Kroth wandte ein, dass die Arzneimittelverschreibungsverordnung durch die verschiedenen Dosierungen und Packungsgrößen schon jetzt unübersichtlich sei. So sei beim Naratriptan die Packungsgröße mit zwei Tabletten derzeit OTC, die Packung mit sechs Stück dagegen rezeptpflichtig. Er hoffe dabei auf die fortschreitende Digitalisierung, die Apotheker und Patient dabei helfen soll, den Überblick zu bewahren.
Verkaufsabgrenzung: eine rein wissenschaftliche Entscheidung?
Ein weiteres kontrovers diskutiertes Thema war, ob Ministerien und Bundesrat weiterhin in den Entscheidungsprozess eingebunden bleiben sollten, oder ob der Switch ausschließlich in BfArM-Hand liegen sollte, wie es der BAH fordert.

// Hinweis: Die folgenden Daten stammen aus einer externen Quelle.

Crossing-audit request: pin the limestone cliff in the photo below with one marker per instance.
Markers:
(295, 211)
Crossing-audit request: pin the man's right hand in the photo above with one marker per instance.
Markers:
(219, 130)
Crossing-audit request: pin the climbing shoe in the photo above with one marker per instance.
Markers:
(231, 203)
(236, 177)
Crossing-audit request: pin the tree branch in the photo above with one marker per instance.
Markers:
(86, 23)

Dwenger verteidigte den bisherigen Ablauf. Aus ihrer Sicht ist die Verkaufsabgrenzung von Arzneimitteln nicht nur eine wissenschaftliche Frage, weshalb die Einbindung der Ministerien und des Bundesrates wichtig sei. So verdeutliche das Beispiel der Notfallkontrazeptiva, dass auch gesundheits- und gesellschaftspolitische Aspekte eine Rolle spielten. Aus den BMWi-Stellungnahmen gehe hervor, dass sich Verbände Gehör verschafft hätten. Durch den Bundesrat flössen die Länderinteressen ein. „Das ist wie ein Korrektiv“, fasste die BMG-Referatsleiterin zusammen.
Viele Akteuere - viele Verzögerungen
Ambrosius, dessen Kanzlei bei der Konzepterstellung für den BAH federführend war, sieht das erwartungsgemäß anders. Die Entscheidung über die Verkaufsabgrenzung sei eine wissenschaftliche und keine politische Frage. Dies sei auch im Sinne des Patienten. Dass Switches überhaupt noch mit einem Rechtssetzungsverfahren verbunden seien, sei historisch bedingt und solle angepasst werden.
Kroth und Oppold wiesen darauf hin, dass durch die Einbindung der verschiedenen politischen Instanzen der Switchprozess unkalkulierbar und intransparent sei. Ob und weshalb ein Ministerium einen Antrag ablehne, erführen Unternehmen in der Regel nicht. Beim Bundesrat komme es häufig zu mehrmonatigen Verzögerungen, weil sich Tagesordnungspunkte auf die nächste Sitzung verschöben.
Der BAH-Vorstoß liegt derzeit beim Bundesgesundheitsministerium (BMG). Man werde den Vorschlag inhaltlich prüfen und befinde sich in der Abstimmung, so Dwenger.